"The communists disdain to conceal their views and aims. They openly declare that their ends can be obtained only by the forcible overthrow of all existing social conditions. Let the ruling class tremble at a communist revolution. The proletarians have nothing to lose but their chains, they have a world to win. Workingmen of all countries, unite."
This was the language and the spirit of the times. The "Manifesto" was published only a few days before the February revolution of 1848. For a moment the ruling class did tremble; but the ill-timed uprisings were promptly suppressed and the days of reaction set in.
Soon the workingmen of different countries were busy with the stupendous development of industry which followed in the wake of the wars and revolutions that had harassed the Continent for over fifty years. The revival of industry brought a renewal of international trade. This was followed by a wider exchange of views and greater international intimacy. In 1862 the first International Exposition was held.
Before we proceed with the development of the "Old International," as it is now called, let us notice three points about the "Manifesto." First, it was not called the "Socialist Manifesto," although adopted by Socialists the world over. Engels, in his preface of 1888, tells us why. "When it was written we could not have called it a Socialist Manifesto. By Socialist, in 1847, were understood, on the one hand, the adherents of the various Utopian systems; Owenites in England, Fourierists in France, both of them already reduced to the position of mere sects, and gradually dying out; on the other hand, the most multifarious social quacks who, by all manner of tinkering, professed to redress, without any danger to capital and profit, all sorts of social grievances; in both cases men outside the working-class movement, and looking rather to the 'educated' classes for support. Whatever portion of the working class had become convinced of the insufficiency of mere political revolutions, and had proclaimed the necessity of a total social change, that portion then called itself communist. It was a crude, rough-hewn, purely instinctive sort of communism; still it touched the cardinal point and was powerful enough amongst the working class to produce the utopian communism in France of Cabet, and in Germany of Weitling. This Socialism was, in 1847, a middle-class movement; communism a working-class movement. Socialism was, on the Continent at least, 'respectable'; communism was the very opposite."

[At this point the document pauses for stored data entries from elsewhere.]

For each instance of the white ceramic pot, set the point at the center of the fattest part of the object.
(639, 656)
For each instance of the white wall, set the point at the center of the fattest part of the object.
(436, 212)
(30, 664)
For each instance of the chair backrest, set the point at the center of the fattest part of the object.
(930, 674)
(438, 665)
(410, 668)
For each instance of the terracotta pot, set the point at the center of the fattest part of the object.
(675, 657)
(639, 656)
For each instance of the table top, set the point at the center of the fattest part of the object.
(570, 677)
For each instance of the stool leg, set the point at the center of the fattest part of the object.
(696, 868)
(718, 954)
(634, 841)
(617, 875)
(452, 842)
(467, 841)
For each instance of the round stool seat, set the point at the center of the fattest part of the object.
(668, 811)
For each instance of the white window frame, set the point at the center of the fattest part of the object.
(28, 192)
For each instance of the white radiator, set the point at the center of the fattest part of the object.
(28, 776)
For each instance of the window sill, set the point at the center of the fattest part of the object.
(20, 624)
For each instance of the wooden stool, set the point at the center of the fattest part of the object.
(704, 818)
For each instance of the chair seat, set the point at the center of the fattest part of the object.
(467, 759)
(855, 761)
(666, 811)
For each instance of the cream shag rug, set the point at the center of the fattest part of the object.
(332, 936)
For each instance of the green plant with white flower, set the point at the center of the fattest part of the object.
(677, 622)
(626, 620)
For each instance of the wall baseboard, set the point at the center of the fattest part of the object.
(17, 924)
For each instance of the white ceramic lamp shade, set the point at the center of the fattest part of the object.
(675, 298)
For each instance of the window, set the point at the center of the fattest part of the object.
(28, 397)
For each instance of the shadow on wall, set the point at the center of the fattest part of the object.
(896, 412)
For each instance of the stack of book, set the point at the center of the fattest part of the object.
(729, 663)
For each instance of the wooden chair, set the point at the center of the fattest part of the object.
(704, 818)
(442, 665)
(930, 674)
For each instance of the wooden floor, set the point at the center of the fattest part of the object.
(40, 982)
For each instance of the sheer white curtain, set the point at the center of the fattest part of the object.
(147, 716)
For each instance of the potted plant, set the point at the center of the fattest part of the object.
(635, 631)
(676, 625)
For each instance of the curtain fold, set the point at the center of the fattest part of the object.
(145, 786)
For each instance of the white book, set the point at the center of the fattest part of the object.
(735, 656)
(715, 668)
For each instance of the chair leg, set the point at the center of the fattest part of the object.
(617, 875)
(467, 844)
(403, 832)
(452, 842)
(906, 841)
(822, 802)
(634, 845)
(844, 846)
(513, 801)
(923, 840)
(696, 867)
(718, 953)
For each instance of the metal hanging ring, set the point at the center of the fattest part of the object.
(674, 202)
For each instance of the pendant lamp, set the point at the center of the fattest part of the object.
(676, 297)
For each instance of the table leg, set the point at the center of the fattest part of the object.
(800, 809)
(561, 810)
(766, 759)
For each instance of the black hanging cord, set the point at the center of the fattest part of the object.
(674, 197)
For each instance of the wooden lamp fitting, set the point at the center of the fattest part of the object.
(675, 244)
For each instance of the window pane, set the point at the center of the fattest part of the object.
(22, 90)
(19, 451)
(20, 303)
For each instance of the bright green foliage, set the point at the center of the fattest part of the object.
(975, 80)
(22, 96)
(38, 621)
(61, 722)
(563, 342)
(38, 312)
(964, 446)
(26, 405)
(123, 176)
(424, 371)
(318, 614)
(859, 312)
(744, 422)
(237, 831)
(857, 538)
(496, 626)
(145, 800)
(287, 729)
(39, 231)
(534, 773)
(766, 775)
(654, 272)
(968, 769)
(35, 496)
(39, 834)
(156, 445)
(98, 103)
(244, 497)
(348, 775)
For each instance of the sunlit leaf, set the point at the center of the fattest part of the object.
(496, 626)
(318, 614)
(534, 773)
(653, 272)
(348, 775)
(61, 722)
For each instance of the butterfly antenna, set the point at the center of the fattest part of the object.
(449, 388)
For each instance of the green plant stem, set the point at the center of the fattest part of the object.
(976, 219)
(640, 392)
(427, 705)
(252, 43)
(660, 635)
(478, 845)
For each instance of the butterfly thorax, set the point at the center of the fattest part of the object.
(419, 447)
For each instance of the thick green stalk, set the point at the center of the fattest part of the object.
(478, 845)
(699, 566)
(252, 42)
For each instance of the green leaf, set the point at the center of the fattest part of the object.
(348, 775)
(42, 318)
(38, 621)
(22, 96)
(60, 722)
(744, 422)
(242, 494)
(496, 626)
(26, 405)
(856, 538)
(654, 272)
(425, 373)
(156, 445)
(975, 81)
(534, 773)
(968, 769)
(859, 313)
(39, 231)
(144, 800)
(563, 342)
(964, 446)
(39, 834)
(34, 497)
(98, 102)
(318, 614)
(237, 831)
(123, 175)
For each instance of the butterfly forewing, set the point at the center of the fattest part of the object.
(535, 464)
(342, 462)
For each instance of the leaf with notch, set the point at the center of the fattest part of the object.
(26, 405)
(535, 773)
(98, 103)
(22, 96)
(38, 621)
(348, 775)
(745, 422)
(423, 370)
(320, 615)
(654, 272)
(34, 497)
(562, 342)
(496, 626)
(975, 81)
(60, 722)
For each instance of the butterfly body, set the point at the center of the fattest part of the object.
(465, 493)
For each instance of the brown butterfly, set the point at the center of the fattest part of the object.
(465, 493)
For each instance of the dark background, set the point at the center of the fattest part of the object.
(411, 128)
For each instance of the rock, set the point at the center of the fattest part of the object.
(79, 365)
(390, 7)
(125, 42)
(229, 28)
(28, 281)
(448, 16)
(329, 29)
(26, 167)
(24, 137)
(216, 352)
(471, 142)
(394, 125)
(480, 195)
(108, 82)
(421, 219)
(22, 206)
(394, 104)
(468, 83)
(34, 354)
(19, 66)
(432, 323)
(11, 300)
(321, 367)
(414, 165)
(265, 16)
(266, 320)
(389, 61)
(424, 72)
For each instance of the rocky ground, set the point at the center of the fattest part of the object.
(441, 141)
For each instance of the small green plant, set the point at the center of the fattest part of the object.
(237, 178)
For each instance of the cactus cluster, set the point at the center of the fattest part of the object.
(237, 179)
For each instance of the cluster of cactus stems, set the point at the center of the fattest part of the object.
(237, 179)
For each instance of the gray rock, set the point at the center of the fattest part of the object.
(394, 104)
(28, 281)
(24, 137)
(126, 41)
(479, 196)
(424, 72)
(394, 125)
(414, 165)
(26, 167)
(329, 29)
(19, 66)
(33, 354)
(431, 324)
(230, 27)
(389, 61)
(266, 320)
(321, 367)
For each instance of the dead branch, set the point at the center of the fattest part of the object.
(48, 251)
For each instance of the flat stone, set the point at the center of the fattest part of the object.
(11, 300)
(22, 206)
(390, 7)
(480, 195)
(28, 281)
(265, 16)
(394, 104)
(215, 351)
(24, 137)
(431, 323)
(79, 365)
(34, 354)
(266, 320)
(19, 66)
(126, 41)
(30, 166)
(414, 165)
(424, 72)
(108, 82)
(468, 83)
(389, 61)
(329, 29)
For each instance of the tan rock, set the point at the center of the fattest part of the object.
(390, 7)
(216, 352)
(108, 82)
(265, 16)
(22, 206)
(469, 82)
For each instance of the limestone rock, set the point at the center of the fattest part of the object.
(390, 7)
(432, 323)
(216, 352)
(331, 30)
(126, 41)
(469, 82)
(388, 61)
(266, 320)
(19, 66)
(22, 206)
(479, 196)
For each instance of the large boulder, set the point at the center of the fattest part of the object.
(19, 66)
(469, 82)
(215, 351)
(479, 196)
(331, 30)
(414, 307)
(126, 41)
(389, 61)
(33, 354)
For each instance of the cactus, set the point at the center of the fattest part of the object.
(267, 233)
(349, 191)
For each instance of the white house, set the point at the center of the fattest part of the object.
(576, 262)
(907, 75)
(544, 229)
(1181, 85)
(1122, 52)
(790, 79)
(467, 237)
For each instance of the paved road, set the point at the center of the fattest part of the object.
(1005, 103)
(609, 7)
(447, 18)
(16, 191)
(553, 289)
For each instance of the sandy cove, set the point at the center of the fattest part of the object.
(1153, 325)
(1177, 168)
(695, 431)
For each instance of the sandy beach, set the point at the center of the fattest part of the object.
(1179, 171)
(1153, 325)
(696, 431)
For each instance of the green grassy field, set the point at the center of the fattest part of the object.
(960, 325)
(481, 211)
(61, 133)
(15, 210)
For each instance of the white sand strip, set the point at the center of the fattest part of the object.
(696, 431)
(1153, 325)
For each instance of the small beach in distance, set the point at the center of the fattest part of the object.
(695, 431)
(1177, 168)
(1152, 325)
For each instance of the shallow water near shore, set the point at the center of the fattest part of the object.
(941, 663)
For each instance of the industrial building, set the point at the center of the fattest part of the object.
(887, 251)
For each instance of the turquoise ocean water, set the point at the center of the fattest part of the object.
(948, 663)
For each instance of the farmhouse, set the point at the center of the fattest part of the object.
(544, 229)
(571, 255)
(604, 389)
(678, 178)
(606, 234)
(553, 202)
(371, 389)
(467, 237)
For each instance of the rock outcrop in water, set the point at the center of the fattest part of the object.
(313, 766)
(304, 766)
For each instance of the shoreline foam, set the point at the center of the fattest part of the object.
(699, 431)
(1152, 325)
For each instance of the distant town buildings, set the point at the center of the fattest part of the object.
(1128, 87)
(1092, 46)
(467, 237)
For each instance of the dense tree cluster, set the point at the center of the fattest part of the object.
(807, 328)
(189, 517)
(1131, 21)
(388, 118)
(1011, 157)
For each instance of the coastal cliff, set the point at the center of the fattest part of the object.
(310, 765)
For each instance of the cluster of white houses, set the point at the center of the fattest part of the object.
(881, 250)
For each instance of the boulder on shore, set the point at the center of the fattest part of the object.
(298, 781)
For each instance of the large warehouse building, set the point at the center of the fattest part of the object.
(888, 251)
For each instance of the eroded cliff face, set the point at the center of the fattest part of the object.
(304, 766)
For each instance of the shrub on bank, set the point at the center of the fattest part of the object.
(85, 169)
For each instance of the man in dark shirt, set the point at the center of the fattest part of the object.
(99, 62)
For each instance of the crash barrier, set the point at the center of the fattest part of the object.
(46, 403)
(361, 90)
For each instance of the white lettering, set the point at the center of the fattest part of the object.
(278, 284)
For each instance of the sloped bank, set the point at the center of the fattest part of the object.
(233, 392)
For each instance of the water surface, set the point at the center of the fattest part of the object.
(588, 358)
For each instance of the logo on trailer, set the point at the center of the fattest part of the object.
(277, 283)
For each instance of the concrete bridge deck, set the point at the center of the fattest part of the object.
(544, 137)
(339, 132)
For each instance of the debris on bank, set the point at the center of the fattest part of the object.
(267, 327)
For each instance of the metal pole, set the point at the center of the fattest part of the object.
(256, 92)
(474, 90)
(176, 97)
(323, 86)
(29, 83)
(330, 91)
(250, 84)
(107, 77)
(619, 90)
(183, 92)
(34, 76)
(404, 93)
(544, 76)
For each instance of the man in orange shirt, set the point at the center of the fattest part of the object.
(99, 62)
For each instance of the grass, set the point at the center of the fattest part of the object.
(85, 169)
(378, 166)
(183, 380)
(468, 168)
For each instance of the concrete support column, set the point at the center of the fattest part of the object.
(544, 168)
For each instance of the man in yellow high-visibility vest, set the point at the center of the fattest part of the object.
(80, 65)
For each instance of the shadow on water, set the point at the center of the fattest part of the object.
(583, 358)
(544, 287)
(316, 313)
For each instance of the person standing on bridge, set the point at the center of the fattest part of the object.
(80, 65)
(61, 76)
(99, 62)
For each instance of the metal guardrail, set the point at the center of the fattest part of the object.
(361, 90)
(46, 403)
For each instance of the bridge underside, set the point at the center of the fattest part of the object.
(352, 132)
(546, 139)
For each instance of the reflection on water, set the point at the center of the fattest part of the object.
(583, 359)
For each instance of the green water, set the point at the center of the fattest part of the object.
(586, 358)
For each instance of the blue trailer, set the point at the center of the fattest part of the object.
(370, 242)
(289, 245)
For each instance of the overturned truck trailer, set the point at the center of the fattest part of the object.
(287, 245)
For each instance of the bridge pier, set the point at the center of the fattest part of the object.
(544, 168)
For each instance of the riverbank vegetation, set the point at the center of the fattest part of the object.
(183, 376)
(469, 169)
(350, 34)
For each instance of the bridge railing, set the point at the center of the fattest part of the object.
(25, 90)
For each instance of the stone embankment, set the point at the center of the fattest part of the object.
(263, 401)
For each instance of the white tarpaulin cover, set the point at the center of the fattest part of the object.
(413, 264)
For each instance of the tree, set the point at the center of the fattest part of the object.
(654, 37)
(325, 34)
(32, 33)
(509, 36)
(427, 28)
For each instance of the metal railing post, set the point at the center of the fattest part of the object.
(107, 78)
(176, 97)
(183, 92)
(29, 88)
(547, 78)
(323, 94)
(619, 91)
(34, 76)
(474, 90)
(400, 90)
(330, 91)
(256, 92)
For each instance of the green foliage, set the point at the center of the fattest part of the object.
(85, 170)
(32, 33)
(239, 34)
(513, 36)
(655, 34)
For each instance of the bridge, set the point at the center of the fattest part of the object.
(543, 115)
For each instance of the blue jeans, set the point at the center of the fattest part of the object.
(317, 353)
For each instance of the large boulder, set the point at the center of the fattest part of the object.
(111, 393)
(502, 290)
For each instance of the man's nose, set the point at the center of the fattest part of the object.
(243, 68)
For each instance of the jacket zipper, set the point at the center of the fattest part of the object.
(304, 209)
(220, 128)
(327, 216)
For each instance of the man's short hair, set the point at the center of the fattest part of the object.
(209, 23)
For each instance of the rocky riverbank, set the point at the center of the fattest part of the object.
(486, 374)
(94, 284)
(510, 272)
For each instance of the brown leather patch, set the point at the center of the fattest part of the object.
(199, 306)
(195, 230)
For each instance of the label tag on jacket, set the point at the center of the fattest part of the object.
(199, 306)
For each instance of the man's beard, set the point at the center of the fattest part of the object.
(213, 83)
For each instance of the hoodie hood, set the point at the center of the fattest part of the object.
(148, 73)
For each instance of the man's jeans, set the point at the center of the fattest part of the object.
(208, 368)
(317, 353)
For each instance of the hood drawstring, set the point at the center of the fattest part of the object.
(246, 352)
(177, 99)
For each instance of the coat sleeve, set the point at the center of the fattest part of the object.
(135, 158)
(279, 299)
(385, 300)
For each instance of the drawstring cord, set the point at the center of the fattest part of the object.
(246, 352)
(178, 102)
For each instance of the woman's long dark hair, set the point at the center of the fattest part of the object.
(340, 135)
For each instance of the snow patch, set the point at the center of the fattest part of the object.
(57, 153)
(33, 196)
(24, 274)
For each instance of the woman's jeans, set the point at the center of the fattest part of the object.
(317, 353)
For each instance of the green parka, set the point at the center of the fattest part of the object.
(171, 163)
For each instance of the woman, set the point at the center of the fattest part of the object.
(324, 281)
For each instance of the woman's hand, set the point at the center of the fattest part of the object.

It would be interesting to know how Engels would define Socialism to-day.
Second, it is important for us to know that the "Manifesto" recognized the necessity of using the government as the instrument for achieving the new society. "The immediate aim of the communists," it recites, "is the conquest of political power by the proletariat"; to "labor everywhere for the union and agreement of the democratic parties of all countries."
The governmental organization of the communists' state was to be democratic.
Thirdly, a provisional program of such a politico-socio-democratic party is suggested in the "Manifesto." Its principal points are:
"1. Abolition of property in land and application of all rents of land to public purposes.
"2. A heavy progressive or graduated income tax.